Lettres à Anne: (1962-1995)
de François Mitterrand

critiqué par JPGP, le 22 décembre 2022
( - 77 ans)


La note:  étoiles
Les raisins verdâtres
La France aime ses monarques et s’entiche de leurs frasques. Pour preuve l’accueil laudatif de ses gazetiers (toutes tendances confondues) qui saluent les kilos de papier propres à envelopper les lettres d’amour du Président à sa donzelle. Au début de leur relation elle avait 20 ans, lui 46 : de quoi redonner de la verdeur au roucouleur charentais. Si l’on en croît ses missives il rêvait de glisser en elle comme dans ses pantoufles. Que l’amoureuse laisse descendre cul sec dans son cœur ces brouets sirupeux est pardonnable Que la critique chante la pompe du corpus compassé dans le plus pur style XIXème siècle victorien laisse interdit. Le prince y surjoue les Pierrot d’amour avant d’aller pousser plus loin son bouchon.

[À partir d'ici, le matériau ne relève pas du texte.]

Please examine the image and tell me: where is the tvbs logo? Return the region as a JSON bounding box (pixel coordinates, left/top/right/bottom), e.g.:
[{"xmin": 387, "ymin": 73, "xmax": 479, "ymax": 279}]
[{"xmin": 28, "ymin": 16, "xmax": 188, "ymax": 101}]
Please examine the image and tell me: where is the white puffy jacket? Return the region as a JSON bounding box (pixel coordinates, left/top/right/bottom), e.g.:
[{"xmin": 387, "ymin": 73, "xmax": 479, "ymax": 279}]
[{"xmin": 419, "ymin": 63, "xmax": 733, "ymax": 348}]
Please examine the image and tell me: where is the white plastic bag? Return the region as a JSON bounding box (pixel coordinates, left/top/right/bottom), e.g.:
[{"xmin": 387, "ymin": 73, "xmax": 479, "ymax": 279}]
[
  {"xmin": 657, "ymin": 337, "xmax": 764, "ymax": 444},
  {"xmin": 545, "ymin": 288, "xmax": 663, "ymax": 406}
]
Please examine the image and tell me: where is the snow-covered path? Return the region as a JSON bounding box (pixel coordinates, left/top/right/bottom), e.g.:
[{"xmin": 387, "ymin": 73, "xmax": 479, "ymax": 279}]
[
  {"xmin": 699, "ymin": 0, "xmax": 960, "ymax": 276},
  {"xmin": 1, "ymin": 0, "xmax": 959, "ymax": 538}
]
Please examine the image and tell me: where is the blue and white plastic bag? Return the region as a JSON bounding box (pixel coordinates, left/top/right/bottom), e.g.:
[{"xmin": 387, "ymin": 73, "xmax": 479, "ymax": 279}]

Virtuose de la viole de gambettes, il cultive du bis repetita placet. Compter fleurette est un moyen de tailler le bout de gras pour celui qui s’ennuie en conseil des ministres ou entre deux élections présidentielles. L’émoi du conformiste amant au surmoi pondéral reste d’un ennui crasse. Pas la moindre originalité; rien que du « Mignonne allons voir si la rose » sans la moindre épine. Manière pour le susdit de poursuivre d’assiduités surannées son Emmanuelle scolaire. Et il est étonnant qu’Anne Pingeot - aussi brillante aujourd’hui - ait donné son aval à la publication d'un tel marivaudage conformiste où seules la morgue et la hauteur du commandeur n’ont rien d’artificielles. Quant à la littérature elle demeure lit (au ciel pudiquement évoqué) et ratures (sur la moindre malséance). C’est du prêchi-prêcha de bobonne compagnie, un cake étouffe-chrétien mâtiné aux raisins adultérins.